BOE member Harry Shaker, who first broached the subject of “The Bluest Eye” before the board in the fall, would like to see a policy that includes an automatic review of every book on the American Library Association’s (ALA) list of controversial books, whether it’s being used as a textbook or instructional material.
[Morrison’s “The Bluest Eye” is number 15 on the ALA’s 2000-2009 100 Most Banned/Challenged Books, behind “The Adventures of Huckleberry Finn” (14), “I Know Why the Caged Bird Sings” (6) and the Harry Potter series (1). Morrison also has two other books on the list: “Beloved” (26) and “Song of Solomon” (72).]
“We need something standard in place, to draw some sort of line,” Shaker explained, adding that materials should be reviewed for more than just sexual content.
“It could be too violent, it could be a book that’s just too deep philosophically for the kids at that age level,” he said. “These children are not adults,” and the content of what they are being taught should be age-appropriate.
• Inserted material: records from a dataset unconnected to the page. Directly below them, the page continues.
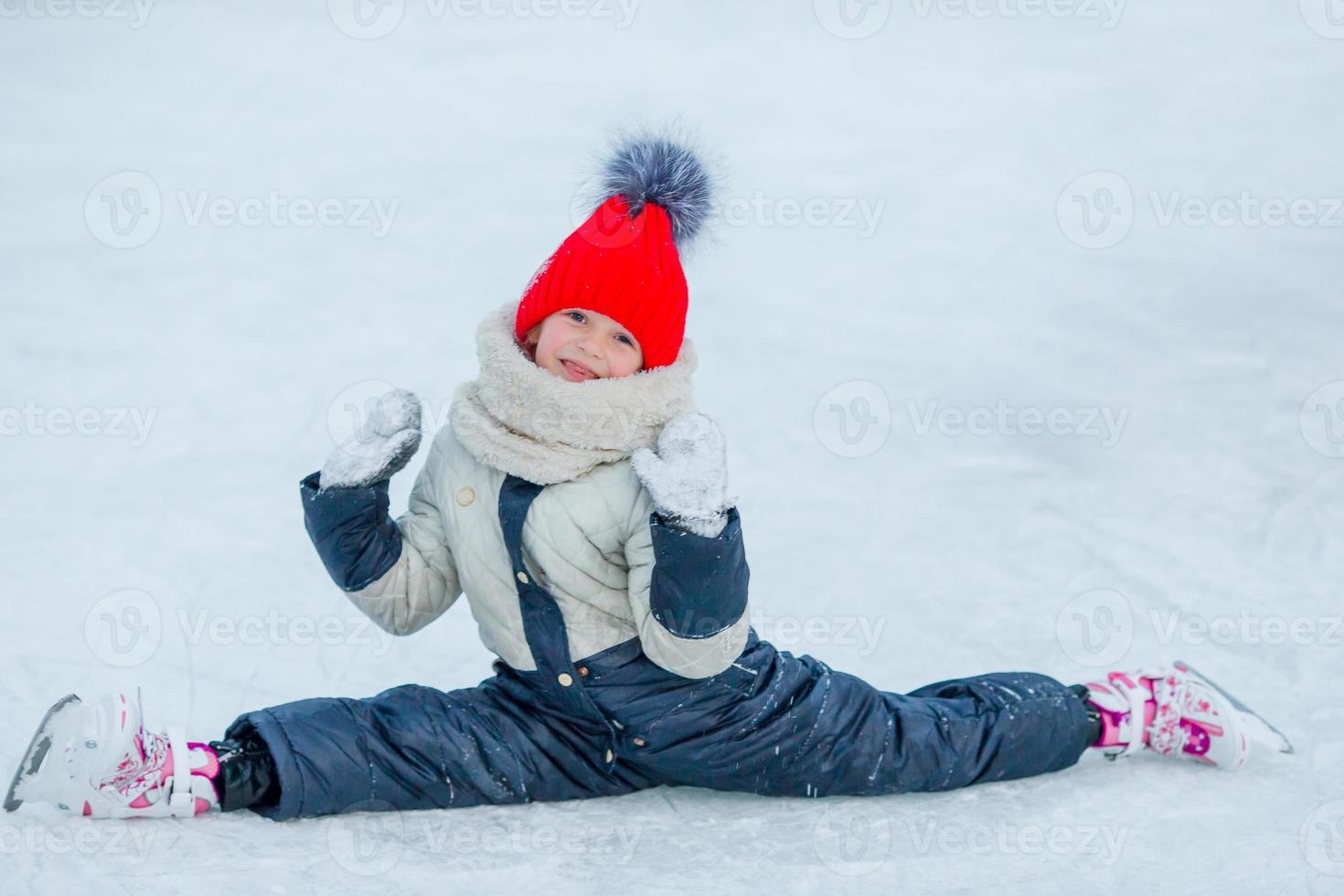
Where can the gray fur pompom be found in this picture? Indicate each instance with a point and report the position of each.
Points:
(660, 169)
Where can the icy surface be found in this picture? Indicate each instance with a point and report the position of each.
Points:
(940, 271)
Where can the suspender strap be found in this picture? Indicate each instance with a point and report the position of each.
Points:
(543, 624)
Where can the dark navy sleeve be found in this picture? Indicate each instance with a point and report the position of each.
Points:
(699, 584)
(352, 531)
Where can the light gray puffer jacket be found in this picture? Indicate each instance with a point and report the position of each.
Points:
(593, 539)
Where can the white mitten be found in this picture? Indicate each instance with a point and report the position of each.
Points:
(688, 475)
(382, 445)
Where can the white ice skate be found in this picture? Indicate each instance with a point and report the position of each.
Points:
(1172, 710)
(97, 759)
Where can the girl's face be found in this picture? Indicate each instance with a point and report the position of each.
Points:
(577, 346)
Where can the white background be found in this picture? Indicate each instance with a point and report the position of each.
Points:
(957, 551)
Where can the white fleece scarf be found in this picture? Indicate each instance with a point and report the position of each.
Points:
(523, 420)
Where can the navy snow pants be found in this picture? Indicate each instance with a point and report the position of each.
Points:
(771, 724)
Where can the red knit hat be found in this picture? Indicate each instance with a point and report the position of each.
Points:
(624, 261)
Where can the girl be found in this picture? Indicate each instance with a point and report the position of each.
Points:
(581, 504)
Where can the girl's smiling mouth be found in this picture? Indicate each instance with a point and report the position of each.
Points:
(577, 369)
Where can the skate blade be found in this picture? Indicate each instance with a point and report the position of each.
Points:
(1258, 729)
(35, 753)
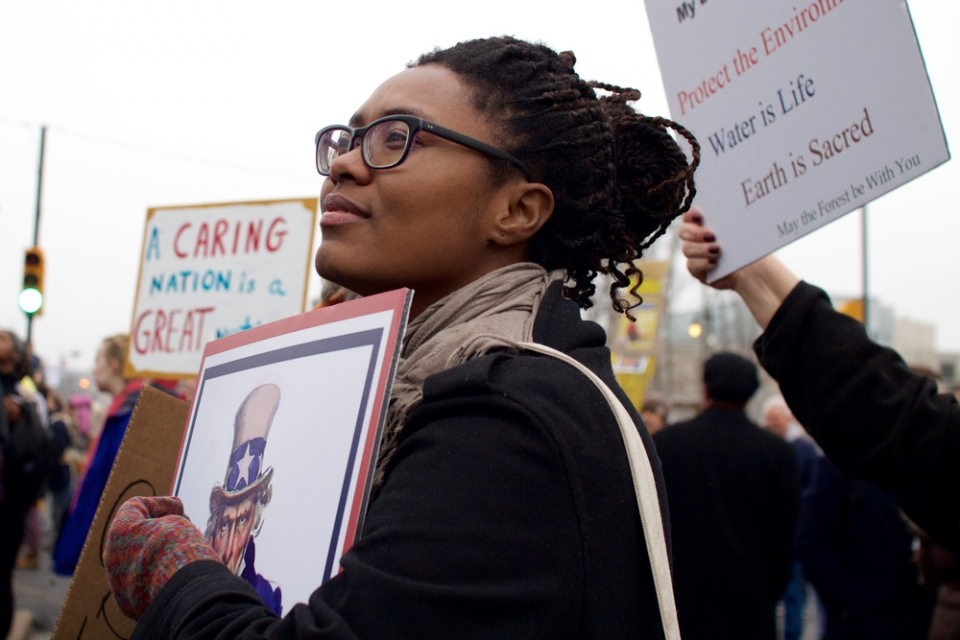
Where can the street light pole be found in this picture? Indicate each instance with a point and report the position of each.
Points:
(36, 222)
(866, 271)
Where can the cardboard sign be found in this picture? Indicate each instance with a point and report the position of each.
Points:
(279, 452)
(208, 271)
(144, 466)
(804, 111)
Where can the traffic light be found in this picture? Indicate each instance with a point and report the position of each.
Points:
(31, 296)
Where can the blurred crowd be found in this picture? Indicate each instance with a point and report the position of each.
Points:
(56, 455)
(770, 538)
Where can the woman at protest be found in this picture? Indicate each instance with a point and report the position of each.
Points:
(871, 415)
(108, 376)
(502, 502)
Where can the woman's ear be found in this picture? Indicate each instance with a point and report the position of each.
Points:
(527, 207)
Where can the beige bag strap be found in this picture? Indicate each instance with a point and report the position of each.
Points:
(645, 487)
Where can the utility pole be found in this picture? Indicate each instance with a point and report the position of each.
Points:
(36, 223)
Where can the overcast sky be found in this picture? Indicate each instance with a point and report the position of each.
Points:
(194, 102)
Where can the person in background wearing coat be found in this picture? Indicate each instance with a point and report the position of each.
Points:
(733, 491)
(778, 420)
(108, 376)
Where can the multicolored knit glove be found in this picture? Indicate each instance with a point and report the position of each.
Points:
(148, 541)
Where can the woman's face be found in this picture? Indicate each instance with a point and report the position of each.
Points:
(427, 223)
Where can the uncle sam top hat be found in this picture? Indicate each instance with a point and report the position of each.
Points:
(245, 474)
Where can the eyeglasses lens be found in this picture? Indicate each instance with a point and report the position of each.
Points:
(332, 143)
(385, 143)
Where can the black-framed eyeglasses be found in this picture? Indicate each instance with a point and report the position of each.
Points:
(386, 142)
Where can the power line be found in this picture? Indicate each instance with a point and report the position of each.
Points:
(163, 153)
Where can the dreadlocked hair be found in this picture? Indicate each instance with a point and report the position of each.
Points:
(618, 177)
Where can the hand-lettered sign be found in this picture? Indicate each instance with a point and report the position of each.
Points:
(804, 110)
(208, 271)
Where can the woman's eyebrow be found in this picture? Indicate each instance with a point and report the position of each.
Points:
(358, 118)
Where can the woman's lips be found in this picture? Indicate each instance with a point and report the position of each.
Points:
(338, 210)
(334, 218)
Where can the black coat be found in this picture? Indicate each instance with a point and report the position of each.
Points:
(507, 512)
(733, 491)
(870, 414)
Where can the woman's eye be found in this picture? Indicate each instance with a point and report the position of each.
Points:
(395, 139)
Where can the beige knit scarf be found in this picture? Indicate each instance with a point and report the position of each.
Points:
(461, 326)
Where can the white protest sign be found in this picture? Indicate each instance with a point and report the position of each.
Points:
(804, 110)
(208, 271)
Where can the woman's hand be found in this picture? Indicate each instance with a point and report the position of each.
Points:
(147, 542)
(701, 249)
(763, 285)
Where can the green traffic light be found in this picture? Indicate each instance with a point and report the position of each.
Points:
(30, 300)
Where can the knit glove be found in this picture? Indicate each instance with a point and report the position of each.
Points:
(148, 541)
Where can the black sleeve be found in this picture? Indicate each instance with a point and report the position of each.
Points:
(871, 415)
(474, 535)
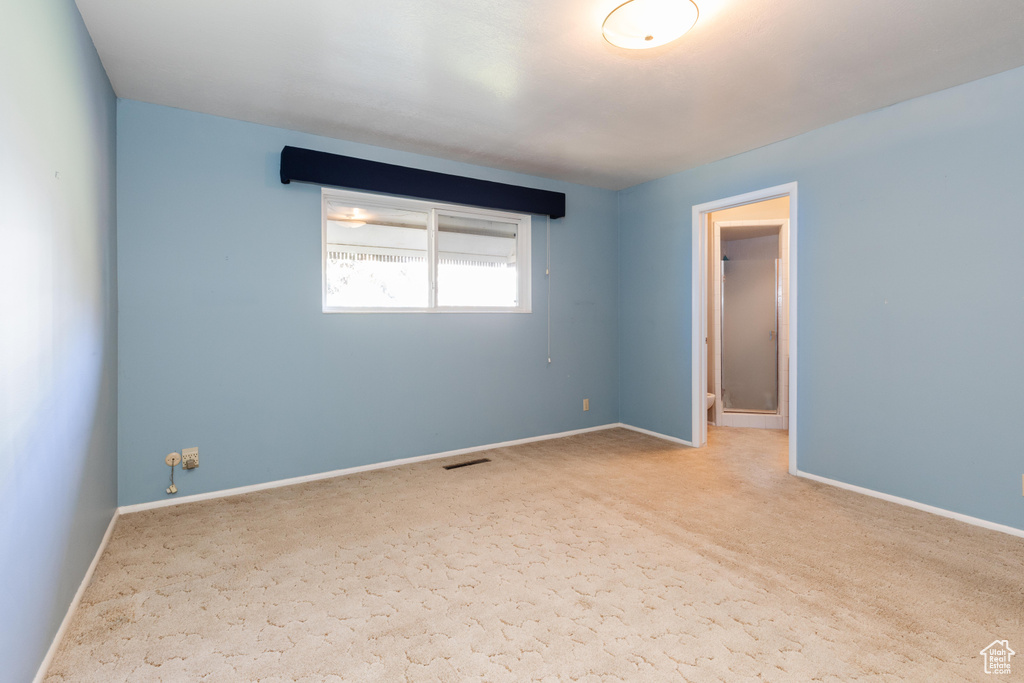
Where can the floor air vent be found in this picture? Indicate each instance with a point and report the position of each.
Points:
(467, 464)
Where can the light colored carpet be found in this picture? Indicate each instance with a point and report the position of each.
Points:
(601, 557)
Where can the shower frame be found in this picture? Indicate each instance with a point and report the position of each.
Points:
(698, 309)
(781, 353)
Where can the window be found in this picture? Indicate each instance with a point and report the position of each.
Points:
(391, 254)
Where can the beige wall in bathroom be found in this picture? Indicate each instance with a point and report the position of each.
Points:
(771, 209)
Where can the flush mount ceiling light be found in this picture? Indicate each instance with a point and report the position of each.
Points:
(639, 25)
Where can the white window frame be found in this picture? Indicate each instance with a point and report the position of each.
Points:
(523, 252)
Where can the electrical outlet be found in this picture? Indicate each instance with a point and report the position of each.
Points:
(189, 458)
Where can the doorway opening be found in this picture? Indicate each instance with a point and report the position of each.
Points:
(744, 313)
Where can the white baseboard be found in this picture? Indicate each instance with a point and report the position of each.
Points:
(224, 493)
(1012, 530)
(655, 434)
(73, 607)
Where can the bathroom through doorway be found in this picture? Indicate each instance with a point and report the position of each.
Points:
(744, 313)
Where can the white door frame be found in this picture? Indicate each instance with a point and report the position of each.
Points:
(698, 308)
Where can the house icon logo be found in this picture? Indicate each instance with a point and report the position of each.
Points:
(997, 656)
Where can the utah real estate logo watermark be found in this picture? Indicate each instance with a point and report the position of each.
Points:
(997, 656)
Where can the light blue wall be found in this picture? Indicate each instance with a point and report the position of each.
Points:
(223, 344)
(920, 205)
(57, 322)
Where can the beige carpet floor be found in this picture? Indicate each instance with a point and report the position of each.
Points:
(601, 557)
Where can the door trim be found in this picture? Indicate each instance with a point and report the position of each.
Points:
(698, 307)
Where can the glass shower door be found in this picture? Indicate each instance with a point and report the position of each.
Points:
(750, 336)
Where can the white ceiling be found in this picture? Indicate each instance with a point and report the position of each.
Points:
(531, 86)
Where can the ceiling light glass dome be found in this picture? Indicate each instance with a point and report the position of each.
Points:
(639, 25)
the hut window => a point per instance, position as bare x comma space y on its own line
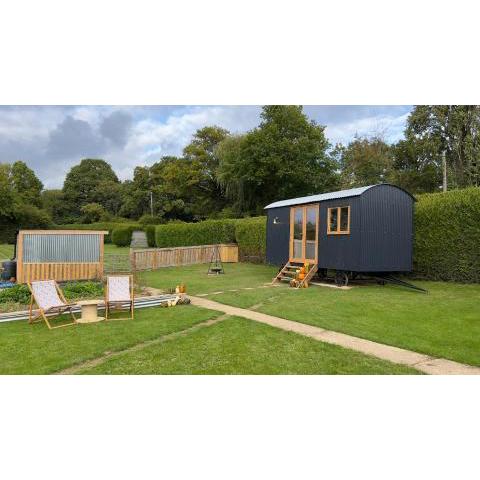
338, 220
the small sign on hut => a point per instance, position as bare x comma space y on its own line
59, 255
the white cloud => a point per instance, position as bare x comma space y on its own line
52, 139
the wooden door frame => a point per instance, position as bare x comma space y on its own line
304, 208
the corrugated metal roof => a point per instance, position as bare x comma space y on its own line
352, 192
61, 248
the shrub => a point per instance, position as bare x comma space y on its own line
447, 236
92, 212
122, 236
75, 290
250, 235
189, 234
17, 294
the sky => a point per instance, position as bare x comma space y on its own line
51, 139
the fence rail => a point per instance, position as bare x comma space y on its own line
153, 258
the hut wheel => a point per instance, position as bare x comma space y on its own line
341, 278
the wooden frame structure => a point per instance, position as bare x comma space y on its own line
304, 209
118, 304
59, 255
56, 310
338, 231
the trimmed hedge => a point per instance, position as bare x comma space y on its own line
122, 236
447, 236
251, 237
189, 234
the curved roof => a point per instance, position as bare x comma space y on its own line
352, 192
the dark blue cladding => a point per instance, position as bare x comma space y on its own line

Parents and students do have the option to “opt-out” of reading materials they don’t deem appropriate (an option used by 11 of 77 students asked to read “The Bluest Eye” during the fall semester), however Shaker argued that this could be detrimental to students’ education, as they are separated from the class and asked to work independently.
“They take a student out of the class, put them in the library and they do their work on their own,” he said. “That’s their version of equal opportunity?”
Shaker asserted that this was not an attempt at “book banning,” as it has been characterized, as books that don’t make the cut may still be available in the school library, just not as a part of the official curriculum.
Shaker also noted that this policy should extend to traditional textbooks, as well.
“You need learning material that is age-appropriate, whether it be math or Spanish or anything,” he said. “It’s no different than coming to the board with a chemistry book and saying it’s too advanced.”